1)Turn Off the T.V, Shut the Magazine
2)One Hand for the Knife, One Hand for the Throat
3)We've Got Them Where We Want Them
4)Swimming in the Sea
5)Tick Tock,Tick Tock
6)In the Hive of Complication
7)Jupiter Sheep Farm
8)Do You Hear That Wolf?

DISCOGRAPHIE


Tangaroa - One Hand For The Knife, One hand for The Throat
(2008) - barré inclassable qui fait mal - Label : Anticulture




Radiateur poussin grimper chaise rampe soleil neveu siège collier lentement growl courant touche sensiblement vit technique clôture lumière ongle table. Lunettes magazine tasser montre manteau mur pylône katamari ? Souris screaming casque valise soupirer boire triste frisé jeu vögel ! Dossier raton-laveur again faire peluche vitesse dissonance abuelo ventilation glasnost... Majuscule sensei cigarette, ampersand transport courir kawai silencio peau bidet Vorhaut ! Escâner ! @%ùµ*£$ ! &"#+}*-+!!!!!!! ?! :/


Tangaroa est un groupe insupportable qui fait du bruit.

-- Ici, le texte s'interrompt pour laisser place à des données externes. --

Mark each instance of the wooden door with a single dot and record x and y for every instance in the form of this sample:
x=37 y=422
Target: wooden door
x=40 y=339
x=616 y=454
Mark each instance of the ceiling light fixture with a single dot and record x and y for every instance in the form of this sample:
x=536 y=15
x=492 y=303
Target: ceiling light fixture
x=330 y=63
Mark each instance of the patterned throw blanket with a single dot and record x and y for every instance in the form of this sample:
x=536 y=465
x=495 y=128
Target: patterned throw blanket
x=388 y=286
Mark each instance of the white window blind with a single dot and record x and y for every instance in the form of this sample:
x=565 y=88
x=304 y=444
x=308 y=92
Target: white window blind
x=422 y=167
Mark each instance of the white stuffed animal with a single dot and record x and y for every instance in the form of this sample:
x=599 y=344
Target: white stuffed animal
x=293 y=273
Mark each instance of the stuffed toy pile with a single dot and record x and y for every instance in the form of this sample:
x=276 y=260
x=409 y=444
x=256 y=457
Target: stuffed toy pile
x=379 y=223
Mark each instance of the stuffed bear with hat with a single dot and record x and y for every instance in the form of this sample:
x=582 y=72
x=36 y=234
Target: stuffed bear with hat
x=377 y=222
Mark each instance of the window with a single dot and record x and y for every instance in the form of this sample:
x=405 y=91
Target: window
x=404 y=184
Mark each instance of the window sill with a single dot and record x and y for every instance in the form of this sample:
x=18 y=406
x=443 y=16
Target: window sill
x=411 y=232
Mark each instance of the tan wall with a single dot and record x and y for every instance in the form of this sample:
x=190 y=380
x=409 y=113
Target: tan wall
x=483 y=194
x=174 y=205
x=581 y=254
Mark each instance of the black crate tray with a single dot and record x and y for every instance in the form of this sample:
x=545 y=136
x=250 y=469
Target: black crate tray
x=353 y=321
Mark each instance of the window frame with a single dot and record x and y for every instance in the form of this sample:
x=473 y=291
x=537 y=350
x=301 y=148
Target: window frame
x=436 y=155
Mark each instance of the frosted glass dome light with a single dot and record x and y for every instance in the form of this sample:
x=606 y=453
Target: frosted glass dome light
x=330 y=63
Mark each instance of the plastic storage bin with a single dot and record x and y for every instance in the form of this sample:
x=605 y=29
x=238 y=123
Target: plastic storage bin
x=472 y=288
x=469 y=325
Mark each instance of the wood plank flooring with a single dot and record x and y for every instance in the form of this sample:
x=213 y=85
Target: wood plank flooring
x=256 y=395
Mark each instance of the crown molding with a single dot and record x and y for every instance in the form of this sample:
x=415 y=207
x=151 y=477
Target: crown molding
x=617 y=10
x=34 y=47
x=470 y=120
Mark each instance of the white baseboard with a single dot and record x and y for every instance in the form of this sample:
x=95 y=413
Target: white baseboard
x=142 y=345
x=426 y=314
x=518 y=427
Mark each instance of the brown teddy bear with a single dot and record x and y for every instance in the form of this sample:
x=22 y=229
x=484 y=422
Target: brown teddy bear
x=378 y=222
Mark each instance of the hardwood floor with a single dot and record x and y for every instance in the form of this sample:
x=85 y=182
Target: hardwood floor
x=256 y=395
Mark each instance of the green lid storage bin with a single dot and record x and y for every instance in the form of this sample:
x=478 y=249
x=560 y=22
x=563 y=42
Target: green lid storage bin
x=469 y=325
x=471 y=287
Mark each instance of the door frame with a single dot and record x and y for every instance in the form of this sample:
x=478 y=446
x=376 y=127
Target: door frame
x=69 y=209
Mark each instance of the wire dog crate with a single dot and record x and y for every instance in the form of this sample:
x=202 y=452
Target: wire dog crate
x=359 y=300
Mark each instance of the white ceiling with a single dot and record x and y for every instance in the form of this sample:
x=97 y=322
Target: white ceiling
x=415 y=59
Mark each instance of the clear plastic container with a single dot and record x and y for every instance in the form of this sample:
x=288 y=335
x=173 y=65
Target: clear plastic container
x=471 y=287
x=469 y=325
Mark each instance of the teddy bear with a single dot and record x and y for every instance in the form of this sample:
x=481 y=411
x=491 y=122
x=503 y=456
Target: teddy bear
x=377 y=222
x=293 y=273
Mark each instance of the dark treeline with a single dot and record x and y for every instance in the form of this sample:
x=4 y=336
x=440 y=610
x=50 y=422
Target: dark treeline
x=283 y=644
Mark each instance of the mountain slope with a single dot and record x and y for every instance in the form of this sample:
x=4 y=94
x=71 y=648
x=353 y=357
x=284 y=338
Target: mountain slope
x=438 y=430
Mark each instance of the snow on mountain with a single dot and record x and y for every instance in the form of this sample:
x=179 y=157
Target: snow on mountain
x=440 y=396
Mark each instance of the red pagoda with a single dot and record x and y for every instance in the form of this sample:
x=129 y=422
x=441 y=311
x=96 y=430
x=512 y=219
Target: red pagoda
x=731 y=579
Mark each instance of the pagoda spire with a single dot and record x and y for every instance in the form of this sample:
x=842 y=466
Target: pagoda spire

Afin d'anticiper toute attaque du genre « ouais, mais si on est hermétique au genre faut pas chroniquer », votre serviteur tient à rappeler la joie immense qu'il a pu éprouver à l'écoute de certains albums totalement hermétiques et barrés, comme le très bon Pain Necessary To Know d'Ephel Duath ou l'immense As Everything Is A Tragedy de Comity. Le fait de balancer un milliard d'informations à la seconde et de briser tous les codes existants peut donner naissance des moments d'une intensité incroyable dans lesquels le chaos sonore prend un sens nouveau et emporte l'auditeur vers des contrées inexplorées. Sauf que là, non. Cet album est anti-musical, c'est un enchevêtrement constant de hurlements, de breaks, de riffs dissonnants et de déferlement de batterie. Une source de souffrance dans laquelle tout se ressemble sans cesse, où rien ne se détache et où la seule démarche identifiable est de proposer la musique la plus laide possible.

Alors évidemment la technique est incroyable, le son est massif, le chant écorché hyper balaise... mais aucune émotion ne transpire de tout ça. Même négative. On attend le moment où on va être saisi de malaise, ou ce qu'on entend va faire naître en nous des sentiments glauques, voire entrer en résonnance avec cette part de folie qui nous habite tous. Mais non. On a juste envie que ça s'arrête, et sûrement pas à cause d'une quelconque catharsis. Juste parce que la musique de Tangaroa est l'équivalement d'un marteau-piqueur sous la fenêtre ou d'une porte qui grince. C'est juste lourd. Et encore une fois le problème ne vient PAS de la démarche, il vient de la musique issue de cette démarche. S'il suffisait de balancer des pans de technique hystérique pour faire de la musique expérimentale ambitieuse ça se saurait... pour reprendre la célèbre critique de Xénakis face au sérialistes intégraux, c'est tout de même bien dommage d'avoir mis en place un système de composition et d'exécution si complexe quand le résultat donne l'impression d'être totalement aléatoire.